If you had a mouthpiece with two tubes, one going to a-scrubber-and bag, the other going to the open air, you could reduce the concentration of oxygen in the air you were breathing. For example, if the tube diameters were such that 75% of your inhalation/exhalation was to the open air and the rest through the scrubber, then you’d get down to about 15%. You’d have to fiddle with tube diameters and capture your exhalation as bubbles in inverted bottles of water to get your flow ratios right, but after that you’d be set. The scrubber itself you could get from a dive supply shop. They could probably give you a lot of advice as well.

gbrohman’s suggestion of breathing through a long tube is correct in that you will partially be rebreathing your own exhalation, which will be lower in oxygen. But you will also be rebreathing your own CO[sub]2[/sub], which is not desirable when you’re training. However, breathing through a scrubber with a long tube at the end of it would work, but it would be hard to control the levels.

On second thoughts, you can’t work out the percentage oxygen you’d be getting using gas flow volumes alone, using the scheme I outlined above. The assumption that the air cycling through the scrubber is completely oxygen depleted is not valid.

You’d need some kind of oxygen meter on your face mask/mouthpiece, and a pair of adjustable valves on the pipes going to the scrubber-and-bag and the open air to get the oxygen level you want. Which might be more trouble than its worth.

I still recommend talking to some divers who use rebreather kits - oxygen sensors are integral to their equipment. And if you have a go and make it work, you could put it on the market in competition with the expensive kits and make a fortune. If that happens you owe me a beer!

The dust filtration mask works very well, it has an inhalation check valve to completely dump dump the exhaled breath. Also I do double up on the filters just prior to leaving for Colorado. May people tell me they have trouble with breathing when they get into higher altitudes. I never experienced that. I just happen to train on the dusty primary ore conveyors where i work during break time and ta-da I was conditioning myself for altitudes also.
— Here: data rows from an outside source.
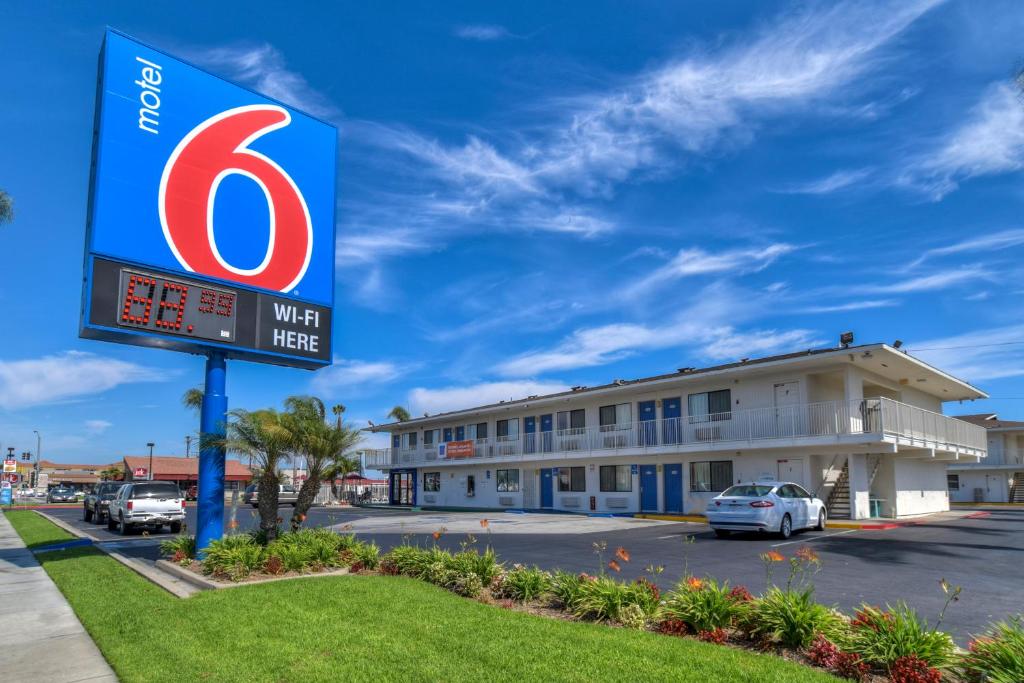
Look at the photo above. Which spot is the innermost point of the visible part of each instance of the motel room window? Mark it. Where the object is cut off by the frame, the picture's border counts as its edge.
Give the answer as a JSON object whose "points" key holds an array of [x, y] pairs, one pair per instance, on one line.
{"points": [[714, 476], [574, 420], [508, 430], [508, 481], [615, 417], [616, 478], [571, 478], [710, 406]]}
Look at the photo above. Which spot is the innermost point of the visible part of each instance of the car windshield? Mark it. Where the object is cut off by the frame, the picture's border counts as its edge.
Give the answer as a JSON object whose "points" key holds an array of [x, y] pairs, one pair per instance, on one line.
{"points": [[748, 491], [156, 491]]}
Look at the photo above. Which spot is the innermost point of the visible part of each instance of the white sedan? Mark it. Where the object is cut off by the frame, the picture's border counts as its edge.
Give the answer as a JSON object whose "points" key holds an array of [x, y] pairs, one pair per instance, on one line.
{"points": [[780, 507]]}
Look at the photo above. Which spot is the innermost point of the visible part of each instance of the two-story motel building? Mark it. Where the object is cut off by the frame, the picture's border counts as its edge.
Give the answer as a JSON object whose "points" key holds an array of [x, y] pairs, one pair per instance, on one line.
{"points": [[860, 426]]}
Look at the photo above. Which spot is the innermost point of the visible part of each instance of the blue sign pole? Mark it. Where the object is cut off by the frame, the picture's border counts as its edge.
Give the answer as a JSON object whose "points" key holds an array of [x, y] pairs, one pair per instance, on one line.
{"points": [[211, 459]]}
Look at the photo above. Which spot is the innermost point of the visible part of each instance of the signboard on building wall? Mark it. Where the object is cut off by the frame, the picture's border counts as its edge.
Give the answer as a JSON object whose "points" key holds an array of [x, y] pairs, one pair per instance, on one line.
{"points": [[211, 219], [455, 450]]}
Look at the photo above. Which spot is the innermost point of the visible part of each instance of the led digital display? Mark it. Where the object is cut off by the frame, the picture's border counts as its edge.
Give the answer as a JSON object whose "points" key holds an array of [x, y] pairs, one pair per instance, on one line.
{"points": [[176, 306]]}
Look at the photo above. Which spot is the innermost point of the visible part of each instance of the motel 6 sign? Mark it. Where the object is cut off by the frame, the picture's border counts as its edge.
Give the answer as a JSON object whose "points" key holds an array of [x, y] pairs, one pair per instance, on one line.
{"points": [[211, 222]]}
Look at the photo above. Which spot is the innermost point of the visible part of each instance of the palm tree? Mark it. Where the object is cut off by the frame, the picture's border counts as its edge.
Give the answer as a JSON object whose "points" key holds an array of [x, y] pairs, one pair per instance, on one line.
{"points": [[6, 208], [322, 444], [399, 414], [264, 437]]}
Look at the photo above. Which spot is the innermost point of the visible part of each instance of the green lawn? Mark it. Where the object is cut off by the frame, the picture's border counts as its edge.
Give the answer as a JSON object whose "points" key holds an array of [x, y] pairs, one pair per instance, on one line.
{"points": [[36, 530], [367, 629]]}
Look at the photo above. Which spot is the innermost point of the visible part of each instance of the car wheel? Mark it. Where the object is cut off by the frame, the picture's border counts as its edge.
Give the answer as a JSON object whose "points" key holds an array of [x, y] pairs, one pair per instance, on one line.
{"points": [[785, 528]]}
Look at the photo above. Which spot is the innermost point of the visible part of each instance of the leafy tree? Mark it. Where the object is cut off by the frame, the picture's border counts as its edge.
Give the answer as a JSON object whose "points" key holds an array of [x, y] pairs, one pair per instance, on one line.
{"points": [[399, 414], [265, 438], [323, 445], [6, 208]]}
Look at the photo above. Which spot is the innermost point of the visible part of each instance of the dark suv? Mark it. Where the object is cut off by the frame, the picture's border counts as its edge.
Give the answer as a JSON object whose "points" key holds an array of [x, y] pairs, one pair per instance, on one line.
{"points": [[97, 503]]}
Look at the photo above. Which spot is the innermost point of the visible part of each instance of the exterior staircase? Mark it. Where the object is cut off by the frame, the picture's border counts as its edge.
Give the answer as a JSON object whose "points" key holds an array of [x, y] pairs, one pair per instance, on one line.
{"points": [[1017, 488], [839, 500]]}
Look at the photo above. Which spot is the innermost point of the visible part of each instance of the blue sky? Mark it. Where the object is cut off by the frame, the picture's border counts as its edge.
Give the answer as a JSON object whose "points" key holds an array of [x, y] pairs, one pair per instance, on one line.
{"points": [[545, 195]]}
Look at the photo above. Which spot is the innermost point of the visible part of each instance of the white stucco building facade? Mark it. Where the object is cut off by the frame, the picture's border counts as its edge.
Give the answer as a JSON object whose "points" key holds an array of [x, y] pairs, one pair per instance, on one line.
{"points": [[861, 427]]}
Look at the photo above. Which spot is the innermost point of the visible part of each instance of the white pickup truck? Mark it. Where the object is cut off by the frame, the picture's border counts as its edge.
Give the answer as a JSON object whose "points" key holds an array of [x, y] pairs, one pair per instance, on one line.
{"points": [[150, 504]]}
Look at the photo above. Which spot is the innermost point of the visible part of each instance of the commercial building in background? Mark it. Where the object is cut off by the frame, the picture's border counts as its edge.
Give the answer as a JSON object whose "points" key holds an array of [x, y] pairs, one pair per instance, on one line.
{"points": [[859, 426], [183, 471], [998, 478]]}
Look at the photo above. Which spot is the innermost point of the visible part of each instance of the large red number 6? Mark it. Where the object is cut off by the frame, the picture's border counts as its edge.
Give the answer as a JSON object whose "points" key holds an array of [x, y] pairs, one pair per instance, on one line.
{"points": [[218, 147]]}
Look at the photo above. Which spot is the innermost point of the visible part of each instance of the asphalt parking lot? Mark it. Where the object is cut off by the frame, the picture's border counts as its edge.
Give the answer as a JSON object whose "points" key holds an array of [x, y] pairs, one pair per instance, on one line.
{"points": [[981, 554]]}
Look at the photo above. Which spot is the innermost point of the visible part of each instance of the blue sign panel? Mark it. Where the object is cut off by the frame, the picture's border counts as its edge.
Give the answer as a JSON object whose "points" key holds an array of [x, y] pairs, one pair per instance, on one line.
{"points": [[212, 214]]}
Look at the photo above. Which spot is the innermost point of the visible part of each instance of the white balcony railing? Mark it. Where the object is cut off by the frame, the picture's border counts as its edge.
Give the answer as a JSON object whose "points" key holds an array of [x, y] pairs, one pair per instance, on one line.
{"points": [[880, 418]]}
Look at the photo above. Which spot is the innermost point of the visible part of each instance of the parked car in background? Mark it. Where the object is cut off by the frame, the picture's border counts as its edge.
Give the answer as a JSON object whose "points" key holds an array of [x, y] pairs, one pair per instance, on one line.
{"points": [[60, 495], [150, 504], [96, 504], [779, 507], [287, 495]]}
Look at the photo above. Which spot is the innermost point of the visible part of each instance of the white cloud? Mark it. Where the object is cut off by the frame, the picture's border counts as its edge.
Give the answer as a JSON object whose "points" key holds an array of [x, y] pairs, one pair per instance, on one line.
{"points": [[456, 397], [836, 181], [67, 375], [346, 375], [96, 427], [991, 141], [263, 68], [696, 261], [482, 32], [990, 242], [982, 354]]}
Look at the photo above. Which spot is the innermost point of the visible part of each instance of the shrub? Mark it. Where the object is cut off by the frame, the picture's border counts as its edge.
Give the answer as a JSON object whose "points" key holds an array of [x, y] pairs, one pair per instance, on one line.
{"points": [[702, 605], [882, 637], [180, 547], [233, 556], [604, 598], [844, 665], [523, 584], [998, 655], [909, 669], [791, 617]]}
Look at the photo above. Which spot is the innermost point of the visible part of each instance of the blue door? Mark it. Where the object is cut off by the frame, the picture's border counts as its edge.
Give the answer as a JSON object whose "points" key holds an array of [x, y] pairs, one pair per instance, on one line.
{"points": [[672, 411], [547, 488], [648, 487], [648, 423], [546, 427], [674, 487]]}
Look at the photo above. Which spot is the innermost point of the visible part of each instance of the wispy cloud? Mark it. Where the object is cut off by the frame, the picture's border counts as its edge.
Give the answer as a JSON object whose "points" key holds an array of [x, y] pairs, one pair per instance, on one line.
{"points": [[482, 32], [830, 183], [990, 141], [982, 354], [696, 261], [263, 68], [348, 375], [455, 397], [67, 375]]}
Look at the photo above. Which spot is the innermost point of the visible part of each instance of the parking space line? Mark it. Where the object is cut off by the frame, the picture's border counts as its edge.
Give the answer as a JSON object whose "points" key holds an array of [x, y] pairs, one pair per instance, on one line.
{"points": [[825, 536]]}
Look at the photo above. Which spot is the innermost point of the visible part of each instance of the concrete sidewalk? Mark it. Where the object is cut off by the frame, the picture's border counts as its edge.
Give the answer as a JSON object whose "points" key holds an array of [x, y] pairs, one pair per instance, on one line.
{"points": [[43, 639]]}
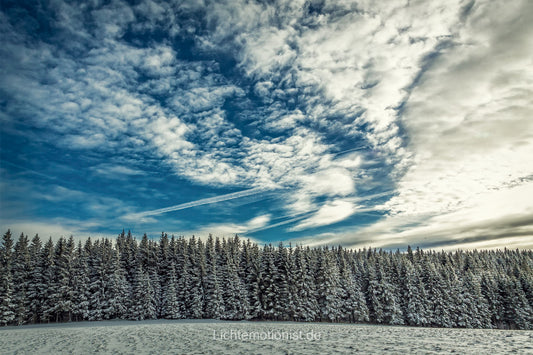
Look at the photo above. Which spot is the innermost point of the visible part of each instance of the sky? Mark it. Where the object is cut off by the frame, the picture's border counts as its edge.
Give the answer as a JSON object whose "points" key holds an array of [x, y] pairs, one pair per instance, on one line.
{"points": [[356, 123]]}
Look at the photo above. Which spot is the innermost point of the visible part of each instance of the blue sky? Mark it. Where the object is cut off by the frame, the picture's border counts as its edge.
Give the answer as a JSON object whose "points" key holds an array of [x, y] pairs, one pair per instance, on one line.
{"points": [[368, 123]]}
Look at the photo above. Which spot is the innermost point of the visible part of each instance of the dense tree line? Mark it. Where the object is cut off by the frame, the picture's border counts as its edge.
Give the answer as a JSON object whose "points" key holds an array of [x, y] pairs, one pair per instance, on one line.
{"points": [[234, 279]]}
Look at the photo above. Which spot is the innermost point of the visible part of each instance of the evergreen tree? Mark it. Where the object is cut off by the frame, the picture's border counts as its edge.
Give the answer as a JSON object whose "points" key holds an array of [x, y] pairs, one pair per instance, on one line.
{"points": [[7, 298]]}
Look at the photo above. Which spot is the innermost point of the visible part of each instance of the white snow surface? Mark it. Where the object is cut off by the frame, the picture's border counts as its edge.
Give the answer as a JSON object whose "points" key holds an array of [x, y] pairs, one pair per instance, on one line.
{"points": [[220, 337]]}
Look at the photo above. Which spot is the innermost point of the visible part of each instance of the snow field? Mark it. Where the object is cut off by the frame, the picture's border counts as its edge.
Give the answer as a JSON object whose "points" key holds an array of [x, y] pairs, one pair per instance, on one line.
{"points": [[217, 337]]}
Okay, thanks for advice. Will look into dive shop possibilities for oxygen concentration monitors. The other deal, though, is that these other hypoxic people sell O2 meters for just a couple hundred bucks.

At any rate, I think that I found some pretty cheap solid state, no electronics nitrogen-generators that simply use an air compressor and a semi-permeable membrane that lets everything but nitrogen through and then passes the compressed nitrogen on through flow regulators. They use them to fill up tires on trucks to maintain tire life, so I figure, how expensive can they be?

At any rate, I am guessing that this can be done pretty economically if the solid-state membranes work out.

Again, thanks.

Yes, beer is owed all around if this works out.